Хозяин долго молчал и хмурился, что-то соображая, потом, будто вспомнив, посмотрел в угол. Там, на скамье, покрытой черным сукном, стоял небольшой ларец темно-зеленого цвета, перетянутый железными полосами.
- Ну-ка глянь, Труфан Федорович.
И посадник нагнулся с ключом над шкатулкой. Звякнул замок, со звоном открылась крышка; кипарисовый ларчик внутри был разделен перегородкой пополам и оклеен атласным шелком. В одной половине ларчика хозяин держал драгоценности, а в другой хранились документы.

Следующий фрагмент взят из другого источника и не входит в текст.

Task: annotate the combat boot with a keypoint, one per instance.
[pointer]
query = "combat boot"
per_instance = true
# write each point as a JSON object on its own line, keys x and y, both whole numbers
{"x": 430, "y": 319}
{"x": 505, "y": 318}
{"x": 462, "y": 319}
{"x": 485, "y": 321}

- Вот... - Боярин вынул из шкатулки пергаментный свиток.
На пожелтевшей от времени коже Амосов увидел чертеж Ладожской крепости. Он с любопытством принялся разглядывать линии и надписи, густо покрывавшие пергамент:
- Смотри-ка, стены башни сколь толсты, - хвалился посадник. - Пороками1 их ввек не возьмешь. Вот хода потаенные: один под Волховом с Тайничной башни идет, а этот тайник в земляной город с Климентовской. Тут колодцы тайные, а здесь погреба... Вот и рассуди, Труфан Федорович, разве свеям такой город взять!
1 Порок - старинное название тарана, всякого стенобитного орудия.
- Об этом и думки у меня нет, чтоб свей город взяли, - спокойно ответил Амосов, свертывая пергамент.
- То-то, Труфан Федорович, не взять свеям Ладогу!.. - Посадник положил обратно в ларец чертеж, прикрыл крышку и обратился к Амосову. - Я, Труфан Федорович, часто тебя в непогодушку вспоминаю. Жизнь ведь у тебя вся на море прошла. Жалко небось потерянные годы?
- Снова жизнь начинать - на море пошел бы! - твердо ответил Амосов. - Мне сроду в морском ходу любо.
- Так-то так, да ты, Труфан Федорович, все в нехоженые земли уплываешь, за тридевять морей да за льды ходячие. А кому нужны труды твои да тяготы несказанные? Разве ближе промыслу нет?
Труфан Федорович встрепенулся, глаза его сверкнули задорно, по-молодому.
- Расскажу тебе я, Никита Афанасьевич, притчу одну про кормщика-новгородца Ивана Гостева-сына. С моим отцом в одно время плавал, брательниками были.
Амосов откашлялся, расправляя усы.
- Вот слушай. По слову Великого Новгорода ходили промысловые суда в дальние концы Студеного моря-океана1.
Кормщик Иван Гостев-сын правил свои лодьи дальше всех, и достиг он Нехоженой Земли. Этот берег он полюбил и в губе поставил избу. А урочная ловецкая пора отойдет, и Гостевы лодьи правят обратный путь.
Сдаст Гостев товар Великому Новгороду, помолится в соборной Софийской божнице, и опять побежали лодьи в край Студеного моря, в Гостево становище.
Сорок лет ходил Иван Гостев своим неизменным путем в дальний берег. И тут пало ему на сердце сомнение: "Зачем хожу в этот удаленный берег? Кому нужны несчетные версты моих походов? Найду берег поближе, будет путь покороче".